Inhibitors,research,lifescience,medical chronically treated patients prescribed either ‘prolactin-elevating’ COX inhibitor in vivo agents (e.g. risperidone or first-generation antipsychotics) to ‘prolactin-sparing’ agents (e.g. other second- generation antipsychotics with lower risks of prolactin elevation), or in smaller prospective studies examining change in bone density over the course of year in chronically treated patients [Baastrup et al. 1980; Halbreich et al. 1995; Abraham et al. 2003a; Abraham et al. 2003b; Meaney et al. 2004; Howes Inhibitors,research,lifescience,medical et al. 2005]. These data indicate that antipsychotic effects on BMD are often, but not always, [Howes et al. 2005] likely to be observed after chronic treatment. Furthermore, there is some preliminary indication that changes in bone metabolism Inhibitors,research,lifescience,medical may occur as early as 6 months after the initiation of therapy [Abraham et al. 2003b; Meaney and O’Keane, 2007]. No investigations to date have studied acute changes (<3 months) in bone turnover in patients with minimal prior antipsychotic exposure. Identifying and characterizing whether changes in bone metabolism occur early in treatment may help us better understand how Inhibitors,research,lifescience,medical and if antipsychotics acutely influence bone physiology.

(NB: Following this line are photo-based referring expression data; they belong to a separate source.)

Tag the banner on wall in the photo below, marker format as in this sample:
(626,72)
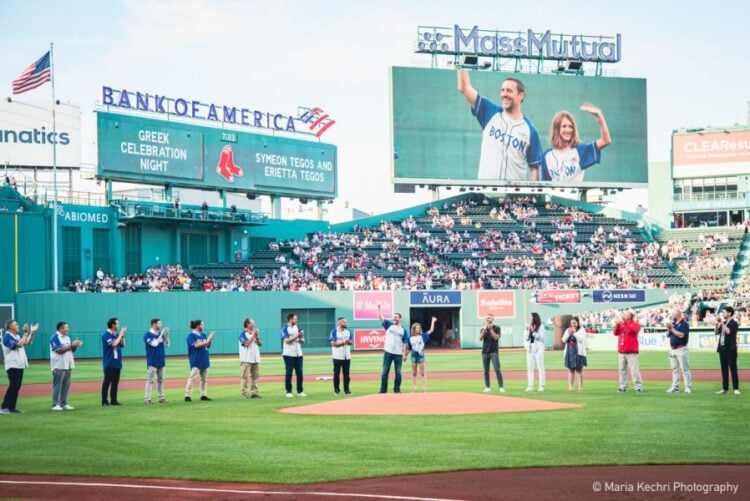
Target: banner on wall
(501,304)
(558,297)
(142,150)
(369,339)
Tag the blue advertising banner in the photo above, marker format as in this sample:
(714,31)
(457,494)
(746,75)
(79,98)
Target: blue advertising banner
(150,151)
(435,298)
(619,296)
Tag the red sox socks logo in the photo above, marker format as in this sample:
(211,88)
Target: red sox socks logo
(226,167)
(321,121)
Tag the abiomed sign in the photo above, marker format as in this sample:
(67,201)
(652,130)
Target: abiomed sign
(529,45)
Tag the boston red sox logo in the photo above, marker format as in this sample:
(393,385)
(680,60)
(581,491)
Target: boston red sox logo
(226,167)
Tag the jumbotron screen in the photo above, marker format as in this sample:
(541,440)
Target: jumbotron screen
(512,128)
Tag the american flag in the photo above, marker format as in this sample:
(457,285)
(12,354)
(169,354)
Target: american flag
(33,76)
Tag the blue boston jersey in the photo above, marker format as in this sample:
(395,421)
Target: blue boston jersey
(569,164)
(155,355)
(509,147)
(198,356)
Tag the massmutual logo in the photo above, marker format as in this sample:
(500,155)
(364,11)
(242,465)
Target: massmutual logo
(533,45)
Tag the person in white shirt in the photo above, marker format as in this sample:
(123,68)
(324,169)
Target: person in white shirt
(535,351)
(14,355)
(341,340)
(61,361)
(249,341)
(415,344)
(576,349)
(292,338)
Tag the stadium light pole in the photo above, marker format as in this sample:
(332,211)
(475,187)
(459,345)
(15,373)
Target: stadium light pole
(54,174)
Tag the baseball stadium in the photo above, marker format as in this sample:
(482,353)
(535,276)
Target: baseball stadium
(531,279)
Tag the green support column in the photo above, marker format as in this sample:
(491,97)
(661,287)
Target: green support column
(275,207)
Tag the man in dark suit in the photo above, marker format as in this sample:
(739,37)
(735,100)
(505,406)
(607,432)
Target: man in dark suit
(727,329)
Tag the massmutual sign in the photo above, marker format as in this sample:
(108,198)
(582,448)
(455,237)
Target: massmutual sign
(527,45)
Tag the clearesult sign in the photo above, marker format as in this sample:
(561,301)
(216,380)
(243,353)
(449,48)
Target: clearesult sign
(369,339)
(718,153)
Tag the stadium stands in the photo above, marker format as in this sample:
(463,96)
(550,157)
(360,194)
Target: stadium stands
(480,242)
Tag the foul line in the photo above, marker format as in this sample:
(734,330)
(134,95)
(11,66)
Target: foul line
(229,491)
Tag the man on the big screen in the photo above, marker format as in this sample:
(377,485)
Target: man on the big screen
(511,148)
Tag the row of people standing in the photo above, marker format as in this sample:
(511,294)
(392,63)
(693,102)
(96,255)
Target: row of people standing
(398,345)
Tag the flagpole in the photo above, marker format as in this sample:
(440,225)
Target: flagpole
(54,174)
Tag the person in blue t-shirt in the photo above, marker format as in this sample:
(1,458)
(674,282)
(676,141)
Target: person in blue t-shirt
(568,158)
(394,349)
(112,345)
(156,339)
(511,148)
(416,344)
(198,345)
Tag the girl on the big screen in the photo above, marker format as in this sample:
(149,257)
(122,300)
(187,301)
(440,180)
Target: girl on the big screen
(568,158)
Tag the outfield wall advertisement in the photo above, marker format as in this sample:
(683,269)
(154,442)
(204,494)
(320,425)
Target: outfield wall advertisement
(439,138)
(150,151)
(26,135)
(705,154)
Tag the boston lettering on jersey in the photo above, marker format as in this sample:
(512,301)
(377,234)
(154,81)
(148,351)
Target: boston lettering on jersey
(507,139)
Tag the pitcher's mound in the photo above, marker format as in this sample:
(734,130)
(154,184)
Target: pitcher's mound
(399,404)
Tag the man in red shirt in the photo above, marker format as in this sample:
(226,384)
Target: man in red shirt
(627,330)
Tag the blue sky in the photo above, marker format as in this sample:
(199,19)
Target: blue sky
(279,54)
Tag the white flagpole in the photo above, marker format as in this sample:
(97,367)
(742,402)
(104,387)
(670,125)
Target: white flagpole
(54,175)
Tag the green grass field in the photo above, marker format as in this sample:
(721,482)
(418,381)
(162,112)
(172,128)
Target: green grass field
(231,439)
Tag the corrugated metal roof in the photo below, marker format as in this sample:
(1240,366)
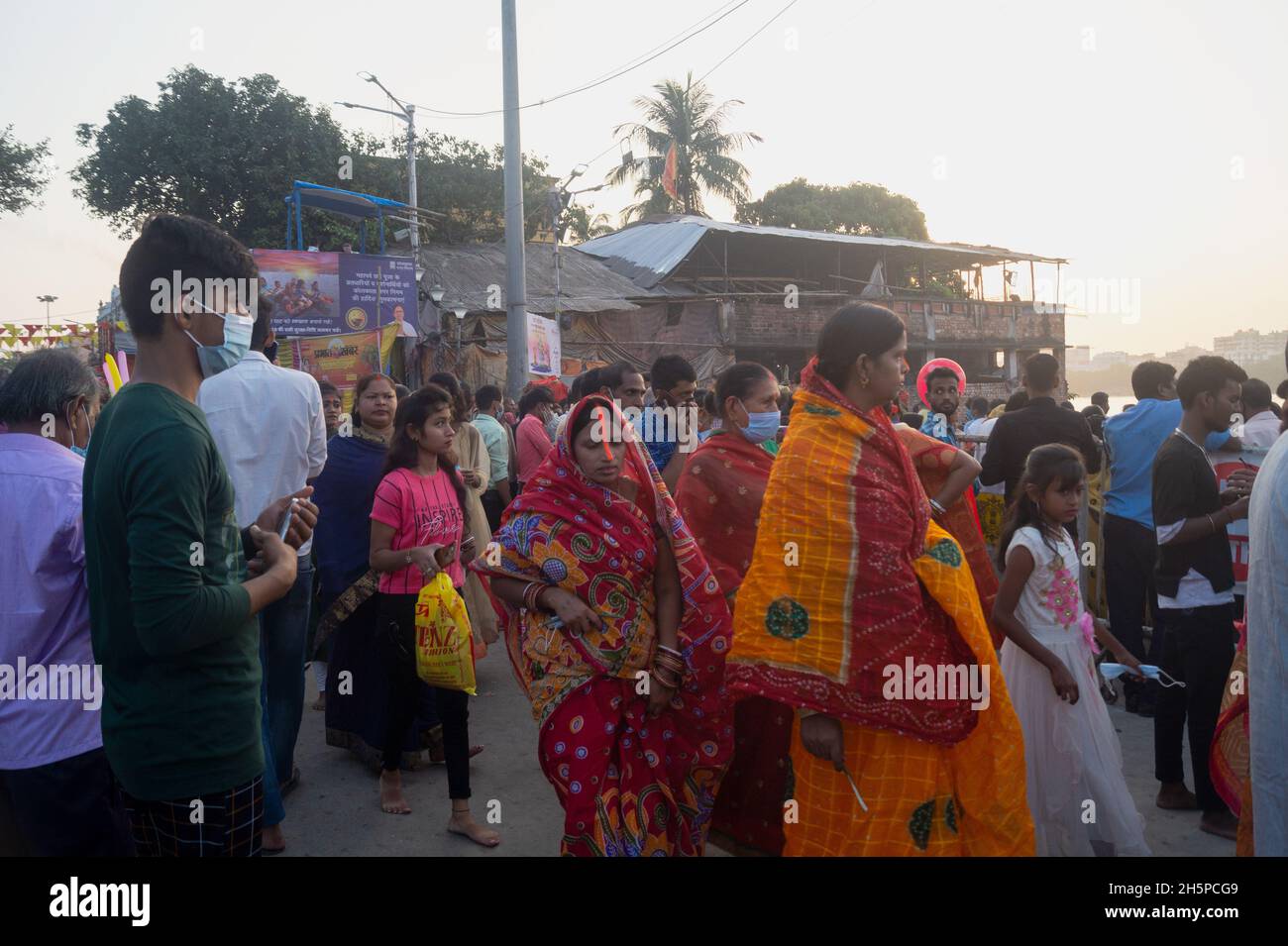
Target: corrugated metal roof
(469,271)
(651,250)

The potential relationship

between antipsychotic treatments and osteoporosis-related outcomes is difficult to assess in patients with chronic psychosis due to known confounding prior medication treatments. Therefore, the investigation of this relationship in relatively healthy patients, early in the course of illness, with minimal prior exposure to antipsychotic agents would be informative. over In this study we assessed hormone and selected bone metabolism measures during the first 4 weeks of risperidone treatment in patients who were antipsychotic free before the study, the majority of whom had little or no prior lifetime antipsychotic exposure and were receiving their first treatment for psychosis. We tested the hypothesis that markers of bone resorption and bone formation are associated with risperidone-associated prolactin elevation.